Each of their journeys was different, as distinct and particular as the artwork on display this year. But themes still emerge, representing perhaps what has become most important to this group: born and found family, identity and a sense of self, a striving for solace in the midst of uncertainty, our place in and impact on the environment, isolation in togetherness (and togetherness in isolation). Some of the work speaks to a longing for connection. Some is concerned simply with what it means to be, as a person and a maker in this very specific space, in this very specific time.

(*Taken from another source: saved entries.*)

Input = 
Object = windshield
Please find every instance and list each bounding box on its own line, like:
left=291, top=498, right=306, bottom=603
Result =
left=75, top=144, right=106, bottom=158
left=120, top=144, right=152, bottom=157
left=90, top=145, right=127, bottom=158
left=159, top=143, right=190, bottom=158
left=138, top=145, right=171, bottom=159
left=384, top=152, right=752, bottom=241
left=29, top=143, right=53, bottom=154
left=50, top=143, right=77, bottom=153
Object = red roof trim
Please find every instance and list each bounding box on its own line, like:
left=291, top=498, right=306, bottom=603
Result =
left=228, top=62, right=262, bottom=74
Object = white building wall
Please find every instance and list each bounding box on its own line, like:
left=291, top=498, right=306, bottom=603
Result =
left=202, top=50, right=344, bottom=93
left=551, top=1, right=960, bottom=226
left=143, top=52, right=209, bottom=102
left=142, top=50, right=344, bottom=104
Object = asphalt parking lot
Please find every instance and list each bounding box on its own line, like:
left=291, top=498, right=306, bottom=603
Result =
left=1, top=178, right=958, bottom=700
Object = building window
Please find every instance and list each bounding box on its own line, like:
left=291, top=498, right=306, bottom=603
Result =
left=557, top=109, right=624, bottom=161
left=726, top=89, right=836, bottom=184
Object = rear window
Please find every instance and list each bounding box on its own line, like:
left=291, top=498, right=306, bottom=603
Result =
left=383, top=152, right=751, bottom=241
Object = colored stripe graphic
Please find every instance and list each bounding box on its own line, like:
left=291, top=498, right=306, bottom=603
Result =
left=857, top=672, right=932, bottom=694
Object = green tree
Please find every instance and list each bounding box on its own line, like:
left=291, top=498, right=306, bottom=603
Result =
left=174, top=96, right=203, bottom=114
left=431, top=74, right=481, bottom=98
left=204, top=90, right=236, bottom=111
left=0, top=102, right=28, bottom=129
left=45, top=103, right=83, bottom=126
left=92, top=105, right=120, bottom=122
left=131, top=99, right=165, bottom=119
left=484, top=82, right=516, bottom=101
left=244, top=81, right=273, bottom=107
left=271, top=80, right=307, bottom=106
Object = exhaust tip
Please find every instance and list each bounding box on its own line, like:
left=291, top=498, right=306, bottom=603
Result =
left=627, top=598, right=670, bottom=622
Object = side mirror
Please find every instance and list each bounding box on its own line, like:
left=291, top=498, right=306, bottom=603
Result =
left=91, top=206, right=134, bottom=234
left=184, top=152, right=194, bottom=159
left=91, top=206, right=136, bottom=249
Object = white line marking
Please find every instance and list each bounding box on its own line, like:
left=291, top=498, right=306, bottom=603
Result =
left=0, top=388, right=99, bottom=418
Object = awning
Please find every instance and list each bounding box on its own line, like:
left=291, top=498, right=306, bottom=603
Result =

BE/LONGING is all this made manifest, generously shared with the Wellesley College community and beyond, and in many ways I think this year’s show is ultimately a celebration of belonging. Whatever paths people took to get here, everyone now exhibiting work was able to come together in classrooms and studios, to make and think and talk about art with professors, visiting artists, and, most crucially, with each other. This shared work is what makes a community, and it’s work that goes both ways. You do this work because you belong to the community, and you belong because you do this work.
The way was not easy, and may have been full of a thousand questions: am I doing the right thing? Is there any point to this? Will this mean anything to anyone else? Do I belong here? But the answer is in the work. Look around the galleries, catalog, and website and you will see these questions answered over and over again, in painting and photography, in printmaking and sculpture, in video and installation and new media. You do the work because you belong, and you belong because you do the work.
Congratulations to the Class of 2022.